[My-ci] The People Formerly Known as the Employers
Mark Deuze
mdeuze at indiana.edu
Mon Oct 27 12:41:47 CET 2008
http://deuze.blogspot.com/2008/10/people-formerly-known-as-employers.html
with apologies for crosspostings, just wanted to share this piece as a
riff on Jay Rosen's imfamous line from 2006 as a reminder what, in a
cultural and creative industries context, generally tends to happen to
the "creative" part of "industries". more details, updates, edits, and
links can be found at the original post, including acknowledgment of
Leopoldina Fortunati, who inspired this piece in the first place.
The People Formerly Known as the Employers
http://deuze.blogspot.com/2008/10/people-formerly-known-as-employers.html
TPFKATA
In 2006, NYU professor Jay Rosen penned an astute observation about the
changing power relationships in the media industries - and more
specifically, the world of journalism - regarding the impact of
internet. His analysis had the catchy title "The People Formerly Known
as the Audience", and pointed towards a shift in access to reporting
tools (news gathering, editing, and publishing) to what used to be
imagined by newsworkers as the audience. Importantly, it is not just
the tools of reporting now being available to "We the Media" (such as
blogging, podcasting, vodcasting, and other forms of social or "our"

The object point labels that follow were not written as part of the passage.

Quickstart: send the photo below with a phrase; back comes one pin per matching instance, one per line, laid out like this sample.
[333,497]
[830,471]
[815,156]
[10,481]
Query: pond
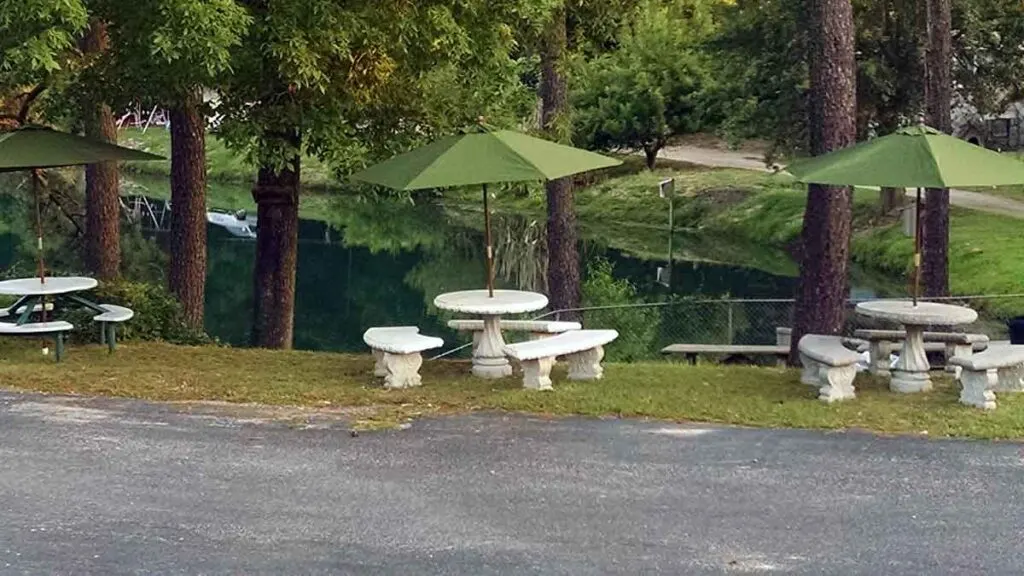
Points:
[382,262]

media), but also emerging forms of legal protection (Creative Commons
licensing), and increasing uses of users by professional media
organizations, thereby giving the former audience the semi-official
status as competitor-colleagues.
Examples of deliberately turning the media consumer into (co-) producer
across different creative industries are viral and word-of-mouth (or:
"social") marketing, interactive advertising, computer and videogame
modification SDKs (Software Development Kits such as the Source SDK of
Valve), and citizen journalism, where news organizations indeed call
upon their audiences to reconstitute themselves as journalists - such
as Yo Periodista at Spanish newspaper El Pais, iReport at American
broadcaster CNN, and so on.
Flat Hierarchies
At the heart of this argument is the recognition of a new or modified
power relationship between news users and producers, between amateur
and professional journalists. It can be heralded as a democratization
of media access, as an opening up of the conversation society has with
itself, as a way to get more voices heard in an otherwise rather
hierarchical and exclusive public sphere. In this scenario, some of the
traditional and generally uncontested social power of journalists now
flows towards publics, and potentially makes for a flatter hierarchy in
the publication and dissemination of news and information.
By all means, this is an important intervention on the audience side.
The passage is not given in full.